I feel for people who wish time away. I hear the words of those who hate the summer months, longing for it to be Autumn all year round. A part of me understands, for my spirit also comes alight when the temperatures begin to cool and the leaves begin to change, but as I watch the lines slowly appear around my eyes and those around me shifting with the passage of time as well, I can’t help but feel for those who wish the moments away.
Summer is made up of approximately ninety days. That’s ninety early sunrises and late sunsets, both of which cause the sky to light up in brilliant color. That’s ninety chances to taste the sweetness of a summer peach or a juicy watermelon. Ninety chances to stick your feet in the lake, the river, or the ocean, feeling the sun’s heat on your face and the cool water on your toes. A small window of time to watch gardens all around you come to life, and the fields to bloom into brilliant blankets of wildflowers. A fleeting moment of time to enjoy popsicles with your family in the way that only feels complete in the summer sun, or the perfect time to have midnight margaritas with your friends as the fireflies dance all around you. Ninety days to find comfort in the balmy night air as the moon lights the sky and the grass cushions the ground as you lay on it. Ninety days. Three months. Three months that you won’t get a second time. Moments that beg you to immerse yourself within them, to find comfort in the wheel of the year as it turns. To love our world is to be a part of it - to embrace her stages of life.
The moments pass, most times without our noticing. We allow them to slip through our fingers, assuming there will always be more. But as I watch the missed chances of my past play out before me in vibrant yellow and purple hues, I can assure you, they don’t always open up to you again. To constantly wish for later is to live so far out of touch with the present that you miss it entirely. To love Autumn is to embrace the changing stage, the liminal space as our trees morph into art before shedding for Winter. But to be fully present in life is to find joy and appreciation at each stage, not just during the shift. Summer brings with it a liveliness, as the world around us is blooming in full and vibrant color. Winter brings a quiet stillness as the natural world around us tucks itself away into dormancy. Both stages are a part of the cycle, which makes them beautiful and natural and…real.
We live in a world that makes it all too easy to detach from the natural order of things. With stores that sell Halloween decorations in June and grocers that can bring fresh enough produce to us all year round, it is all too easy to detach from the natural cycle of which we were once a part of.

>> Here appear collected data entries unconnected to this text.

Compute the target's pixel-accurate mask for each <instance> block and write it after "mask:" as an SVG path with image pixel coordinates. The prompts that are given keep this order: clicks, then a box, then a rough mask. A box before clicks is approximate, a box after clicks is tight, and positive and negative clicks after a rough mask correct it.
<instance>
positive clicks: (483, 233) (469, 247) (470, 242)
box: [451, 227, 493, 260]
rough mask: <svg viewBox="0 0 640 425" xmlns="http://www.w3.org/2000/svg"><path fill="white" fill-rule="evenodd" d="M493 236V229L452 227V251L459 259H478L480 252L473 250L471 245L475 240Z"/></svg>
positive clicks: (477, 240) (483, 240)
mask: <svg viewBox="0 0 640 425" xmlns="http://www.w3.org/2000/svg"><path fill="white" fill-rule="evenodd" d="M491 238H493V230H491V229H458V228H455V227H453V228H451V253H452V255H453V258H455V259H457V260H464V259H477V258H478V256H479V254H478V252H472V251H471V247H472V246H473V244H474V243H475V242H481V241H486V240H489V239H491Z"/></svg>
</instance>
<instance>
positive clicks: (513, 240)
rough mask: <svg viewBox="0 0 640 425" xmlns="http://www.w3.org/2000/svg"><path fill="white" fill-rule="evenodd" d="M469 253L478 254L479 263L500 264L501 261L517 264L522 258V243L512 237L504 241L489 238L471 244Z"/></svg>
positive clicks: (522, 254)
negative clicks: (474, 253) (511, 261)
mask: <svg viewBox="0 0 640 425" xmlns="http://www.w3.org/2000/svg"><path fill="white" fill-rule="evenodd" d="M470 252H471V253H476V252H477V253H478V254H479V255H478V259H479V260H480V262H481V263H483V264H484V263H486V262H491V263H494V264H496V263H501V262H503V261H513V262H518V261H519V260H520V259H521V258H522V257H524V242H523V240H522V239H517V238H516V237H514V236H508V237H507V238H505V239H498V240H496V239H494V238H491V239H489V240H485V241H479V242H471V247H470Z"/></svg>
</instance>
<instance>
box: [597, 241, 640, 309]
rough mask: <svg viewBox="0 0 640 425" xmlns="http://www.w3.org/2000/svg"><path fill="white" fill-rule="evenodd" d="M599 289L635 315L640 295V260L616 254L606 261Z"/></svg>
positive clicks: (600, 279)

To embrace magic is to embrace our natural world, and to fall back in love with her through all of her ebbs and flows. The days are long, but the years are short, and we are but a blip on the radar of time. How many chances do we have to jump in the ocean, or smell the freshly cut grass? How many moments can we witness the spattering of freckles that the sun’s light leaves on our faces? Time is non-refundable, and to spend it desperately wishing for the next season, the next chapter, the next year…it’s wasting it. To be present is to be human. To experience life as it unfolds, in all of its good and bad, is the definition of truly living. We’ve made such a complicated mess out of the term mindfulness, when it is, quite simply, the act of stopping to smell the flowers. To enjoy the freshly grilled ear of corn without desperately wishing for sweater weather is to be mindful and present. They say we were trained as children to love summer because it was the time we got out of school, but do you think it’s possible that we were just more easily able to be present in that time? In the time before work, bills, and cell phones took over our existence? In the moments where what we didn’t have didn’t get the chance to trump what we currently had, because we were too busy enjoying the moments?
My wish for you is that, in between the pleas for pumpkin spice to be on shelves again or Santa to be on his way, may you stop to enjoy the smell of the air after a thunderstorm, or the feeling of the sun’s rays on your face, because there will come a time when you wished you could experience those things, as you are now, just one more time. Life is short, and the moments pass all too quickly, and far too often without attention. So may your iced coffee bring you cool relief, and may the next strawberry you have be the sweetest one yet…but most importantly, may you pause long enough to take a moment to savor them.